In Table 2, the minor allele frequencies differ quite a bit between the discovery and replication cohorts. In the NCBI SNP database, minor allele frequency of rs11127876 is 0.08 (T) in Han Chinese in Beijing, close to our results and suggest that the different allele frequencies observed in Table 2 may mainly result from our sampling. The over-representative minor allele frequency in replication group may have come from random sampling or effects of hidden characters (phenotypes) of our patients recruited. Genetic variant of CADM2 has been reported to be associated with behavioral and metabolic traits57, which were not assessed in this study. Though the minor allele frequencies of rs11127876 were different in discovery and replication groups, the same direction of ORs of rs11127876 minor allele supports the reliability of our findings.

The SNP rs75928006 located in the upstream of MIR522 reached genome-wide significance in discovery group but failed to show statistical significance in replication group. MIR522 promotes glioblastoma cell proliferation60, but there was no evidence to suggest its association with any psychiatric disorders.

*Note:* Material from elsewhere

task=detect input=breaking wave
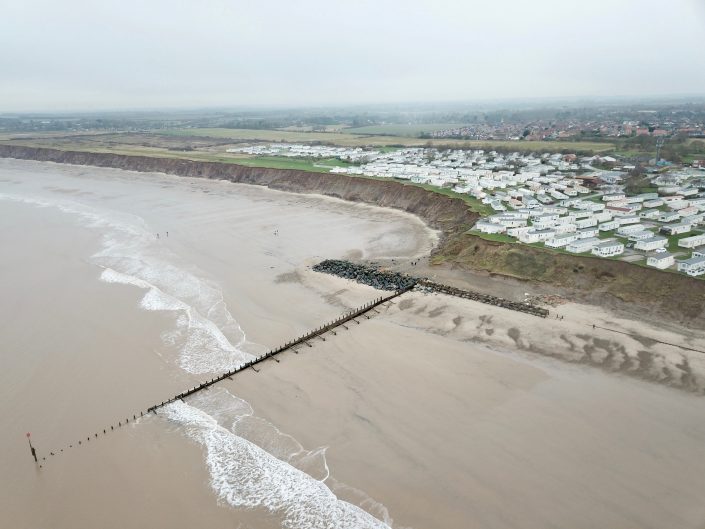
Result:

One major limitation of this study is the possibility of recall bias about the exact onset age of the first mood episode of BPI, particular when there was a long history of the illness. Previous studies have however suggested that age at onset can be assessed reliably61. The preparation of life chart containing detailed clinical course and treatment based on a semi-structured clinical interview plus a thorough medical chart review for individual patients should have overcome this potential limitation satisfactorily.

In summary, we have identified a genetic locus rs11127876 in CADM2 gene to be associated with early-onset BPI. The finding has reflected the co-sharing genetic features of psychiatric disorders and behavioral traits. Further investigations of the CADM2 biological function in BPI are warranted.